With continued usage of the cleaning system, the solvent 70 within the vessels 54 becomes more and more clouded or contaminated with the paint removed from the brushes being cleaned. Indeed, as seen particularly well in FIGS. 3B and 3C, the vessel 54 at the first station becomes more clouded or contaminated at a faster rate than do the vessels at the second, third, and fourth stations. This is, of course, because a majority of the paint accumulated on the paint bristles 78 is removed at the first station as each brush is cleaned.
Finally, there comes a time when the solvent at the first station becomes so clouded or contaminated that it no longer properly performs its intended function. It is then desirable to remove it from the system, as indicated in FIG. 3D. The contaminated solvent 70 is then discharged from the vessel in an environmentally safe manner. After removal of the vessel from the first station, the vessel at the second station is then moved to the first station and each of the succeeding vessels is similarly advanced. The vessel originally at the first station and from which the contaminated solvent has been discharged may then be cleaned, filled with fresh solvent, and returned to the support plate 50. Alternatively, a new vessel may be placed on the support plate to take the place of the vessel which had earlier been at the fourth station and appropriately advanced.

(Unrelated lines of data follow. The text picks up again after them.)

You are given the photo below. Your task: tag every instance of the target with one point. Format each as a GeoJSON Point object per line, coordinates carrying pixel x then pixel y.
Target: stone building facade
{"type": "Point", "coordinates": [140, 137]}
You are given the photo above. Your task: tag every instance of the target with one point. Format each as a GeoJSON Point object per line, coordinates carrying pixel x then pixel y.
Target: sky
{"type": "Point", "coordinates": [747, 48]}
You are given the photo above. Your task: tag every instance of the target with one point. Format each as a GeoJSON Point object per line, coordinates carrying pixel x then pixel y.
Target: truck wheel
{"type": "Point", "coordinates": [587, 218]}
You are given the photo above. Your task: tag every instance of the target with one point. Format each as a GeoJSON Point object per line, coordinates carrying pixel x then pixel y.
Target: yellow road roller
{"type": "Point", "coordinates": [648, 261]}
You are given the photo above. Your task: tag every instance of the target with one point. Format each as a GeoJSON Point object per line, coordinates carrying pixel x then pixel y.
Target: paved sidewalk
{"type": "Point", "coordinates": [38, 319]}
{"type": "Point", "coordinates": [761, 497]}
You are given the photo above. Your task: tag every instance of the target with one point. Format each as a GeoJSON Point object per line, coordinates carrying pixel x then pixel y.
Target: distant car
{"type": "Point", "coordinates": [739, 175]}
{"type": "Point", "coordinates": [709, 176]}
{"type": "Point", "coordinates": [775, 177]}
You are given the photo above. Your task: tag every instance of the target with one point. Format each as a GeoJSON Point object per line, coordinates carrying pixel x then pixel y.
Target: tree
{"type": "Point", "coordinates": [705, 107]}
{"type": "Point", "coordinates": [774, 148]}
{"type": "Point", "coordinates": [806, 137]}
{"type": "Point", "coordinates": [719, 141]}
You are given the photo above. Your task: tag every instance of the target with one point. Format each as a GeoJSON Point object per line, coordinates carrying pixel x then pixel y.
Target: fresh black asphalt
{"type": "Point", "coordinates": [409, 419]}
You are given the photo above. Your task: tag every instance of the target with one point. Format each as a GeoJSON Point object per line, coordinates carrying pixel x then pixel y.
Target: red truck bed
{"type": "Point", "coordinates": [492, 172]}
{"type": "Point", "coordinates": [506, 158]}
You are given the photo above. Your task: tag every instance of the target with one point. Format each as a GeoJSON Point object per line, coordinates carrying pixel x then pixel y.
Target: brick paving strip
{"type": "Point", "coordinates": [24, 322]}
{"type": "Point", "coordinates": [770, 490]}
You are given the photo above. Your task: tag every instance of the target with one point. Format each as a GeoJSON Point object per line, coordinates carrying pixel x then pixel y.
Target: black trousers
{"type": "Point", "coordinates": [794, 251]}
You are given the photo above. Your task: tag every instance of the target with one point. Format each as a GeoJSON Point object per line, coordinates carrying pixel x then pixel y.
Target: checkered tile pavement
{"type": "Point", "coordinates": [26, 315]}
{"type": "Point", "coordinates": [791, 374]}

The vessel 54 newly placed at the fourth station is then filled to a proper level with fresh solvent 70. When the vessels have attained their new positions, the covers 72 with indicia 74 thereon would be changed to reflect the revised, or "new", relative positioning of the vessels.
In this manner, a paint brush 76 can be effectively cleaned within a very short period of time and the amount of solvent necessary to achieve this exceptional cleaning result is minimized.
While preferred embodiments of the invention have been disclosed in detail, it should be understood by those skilled in the art that various other modifications may be made to the illustrated embodiments without departing from the scope of the invention as described in the specification and defined in the appended claims.